The gunman eventually ran out of ammunition and pulled a knife before a policeman fired at him four or five times, Herrera said.
Dave Pepper told KCAL-TV that he was in his car when the gunman came at him.
"This guy came running across the street and he put the gun right up to this window," Pepper said as he sat in the car. "Why he didn't pull the trigger I don't know. ... I thought maybe he was out of bullets."
Investigators were trying to determine a motive for the attack. The area was cordoned off and the gunman lay under a white sheet in the street hours after the gunfire, leaving traffic tangled on busy Hollywood streets.
The area is packed with stores and restaurants, including the Cinerama Dome and Amoeba Records.
Some witnesses described the surreal incident as something that might have been staged on a movie location, a common sight around Los Angeles.
"When I heard it, I didn't react to it being real," said Greg Watkins, who was walking along the street when the shooting began.
"This is Hollywood, and they do film stuff all the time," Watkins told the Los Angeles Times. "I honestly thought they were filming something."
UPDATE -- Diana Suarez, a 30-year-old motion graphics designer, was on her way to work this morning when she saw something out of the ordinary.
She told The Huffington Post that while she was stopped at the red light on Sunset Boulevard and Vine Street, a car in the left-turn lane made a hard right and cut through three lanes of the intersection. Thinking it was nothing more than an aggressive motorist, Suarez was horrified to see the reason for the dangerous driving move: a man was strolling down the middle of Vine Street, waving a gun in the air.
"He looked right at me," remembered Suarez.
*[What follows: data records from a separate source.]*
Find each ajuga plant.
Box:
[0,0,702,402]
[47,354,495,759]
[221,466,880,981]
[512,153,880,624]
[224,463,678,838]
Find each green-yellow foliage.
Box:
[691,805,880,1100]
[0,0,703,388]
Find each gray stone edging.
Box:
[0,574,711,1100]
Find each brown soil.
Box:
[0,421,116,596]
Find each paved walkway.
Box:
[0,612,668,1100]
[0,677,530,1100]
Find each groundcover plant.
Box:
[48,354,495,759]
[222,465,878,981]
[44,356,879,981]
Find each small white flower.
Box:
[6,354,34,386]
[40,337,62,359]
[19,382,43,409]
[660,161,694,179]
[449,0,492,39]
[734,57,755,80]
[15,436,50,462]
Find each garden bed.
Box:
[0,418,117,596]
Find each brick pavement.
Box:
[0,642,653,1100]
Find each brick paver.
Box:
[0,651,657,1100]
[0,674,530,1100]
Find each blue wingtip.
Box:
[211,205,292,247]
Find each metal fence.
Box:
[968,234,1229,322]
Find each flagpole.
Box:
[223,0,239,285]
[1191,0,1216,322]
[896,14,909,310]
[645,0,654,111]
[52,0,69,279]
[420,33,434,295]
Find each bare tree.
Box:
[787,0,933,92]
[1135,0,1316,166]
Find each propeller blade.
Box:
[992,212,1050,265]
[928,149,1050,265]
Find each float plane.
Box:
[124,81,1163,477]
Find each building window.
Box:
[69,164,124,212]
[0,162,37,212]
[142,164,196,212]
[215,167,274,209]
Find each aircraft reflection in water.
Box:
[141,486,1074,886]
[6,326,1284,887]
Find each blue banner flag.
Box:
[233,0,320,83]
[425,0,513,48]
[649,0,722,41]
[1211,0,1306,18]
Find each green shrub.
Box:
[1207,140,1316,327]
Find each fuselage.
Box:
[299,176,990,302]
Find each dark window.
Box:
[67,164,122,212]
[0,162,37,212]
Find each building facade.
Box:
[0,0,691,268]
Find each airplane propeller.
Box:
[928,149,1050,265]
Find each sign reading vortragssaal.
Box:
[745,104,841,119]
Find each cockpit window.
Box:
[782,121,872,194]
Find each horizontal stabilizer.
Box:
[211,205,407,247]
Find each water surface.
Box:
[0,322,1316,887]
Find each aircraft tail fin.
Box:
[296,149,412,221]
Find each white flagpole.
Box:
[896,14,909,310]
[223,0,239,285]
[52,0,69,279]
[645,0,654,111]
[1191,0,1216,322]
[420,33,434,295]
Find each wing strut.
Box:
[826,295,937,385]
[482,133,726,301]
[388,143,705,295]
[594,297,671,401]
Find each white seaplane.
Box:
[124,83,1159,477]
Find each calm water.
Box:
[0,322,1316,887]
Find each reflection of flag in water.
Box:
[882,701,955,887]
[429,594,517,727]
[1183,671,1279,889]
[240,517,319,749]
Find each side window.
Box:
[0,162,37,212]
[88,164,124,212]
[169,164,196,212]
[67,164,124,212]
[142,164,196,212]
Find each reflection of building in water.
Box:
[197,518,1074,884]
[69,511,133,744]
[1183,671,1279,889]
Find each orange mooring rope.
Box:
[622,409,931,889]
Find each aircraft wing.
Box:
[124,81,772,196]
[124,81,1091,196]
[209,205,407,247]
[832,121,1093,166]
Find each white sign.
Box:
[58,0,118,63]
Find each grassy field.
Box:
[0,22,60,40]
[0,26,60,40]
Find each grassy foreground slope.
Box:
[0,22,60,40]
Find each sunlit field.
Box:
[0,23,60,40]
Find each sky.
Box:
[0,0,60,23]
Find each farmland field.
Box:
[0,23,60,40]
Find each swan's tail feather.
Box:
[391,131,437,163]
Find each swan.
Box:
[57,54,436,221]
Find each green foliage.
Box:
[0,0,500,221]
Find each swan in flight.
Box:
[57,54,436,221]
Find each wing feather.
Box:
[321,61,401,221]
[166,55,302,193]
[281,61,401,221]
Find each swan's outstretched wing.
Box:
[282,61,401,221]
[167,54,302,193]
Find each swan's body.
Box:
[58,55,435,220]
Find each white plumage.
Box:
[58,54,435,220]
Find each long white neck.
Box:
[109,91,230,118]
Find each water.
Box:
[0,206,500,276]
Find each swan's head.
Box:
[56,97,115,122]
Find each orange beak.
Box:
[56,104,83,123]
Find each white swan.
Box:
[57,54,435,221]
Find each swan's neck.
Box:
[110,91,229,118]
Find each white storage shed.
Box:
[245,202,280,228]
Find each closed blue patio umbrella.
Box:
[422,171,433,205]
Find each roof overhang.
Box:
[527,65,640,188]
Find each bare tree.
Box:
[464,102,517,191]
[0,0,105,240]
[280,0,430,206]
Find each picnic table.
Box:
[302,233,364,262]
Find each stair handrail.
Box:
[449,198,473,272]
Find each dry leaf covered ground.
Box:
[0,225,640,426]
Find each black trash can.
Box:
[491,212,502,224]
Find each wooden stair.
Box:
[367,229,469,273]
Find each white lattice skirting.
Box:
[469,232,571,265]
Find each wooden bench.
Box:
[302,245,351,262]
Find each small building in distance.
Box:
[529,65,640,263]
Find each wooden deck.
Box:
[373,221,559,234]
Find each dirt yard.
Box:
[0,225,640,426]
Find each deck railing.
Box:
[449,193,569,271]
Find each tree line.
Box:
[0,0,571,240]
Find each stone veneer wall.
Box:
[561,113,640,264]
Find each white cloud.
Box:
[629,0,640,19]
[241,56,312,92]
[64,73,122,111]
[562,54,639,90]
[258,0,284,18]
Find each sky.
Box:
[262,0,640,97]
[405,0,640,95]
Luckily there was just enough room between her car, in the middle lane, and a truck in the right lane for her to squeeze through and escape. "I just peeled out, turned into the Chase bank and climbed over the wall until the chaos was over," Suarez recalled. A colleague from her office at Buzz Media talked her through the incident on her cellphone, and others from her work came by later to pick her up.
"I really couldn't believe that so many cars just stayed there" when the gunman was shooting, said Suarez. "There really was just nowhere to go because all the cars were piling up."
According to both Suarez and other reports on Twitter, the gunman seemed to be firing randomly, although Suarez observed that "he had plenty of opportunity to shoot anyone because we were all stuck there."
Suarez described him as a thin caucasian man wearing baggy pants and a white undershirt tanktop. She also thinks he may have been wearing a black baseball cap.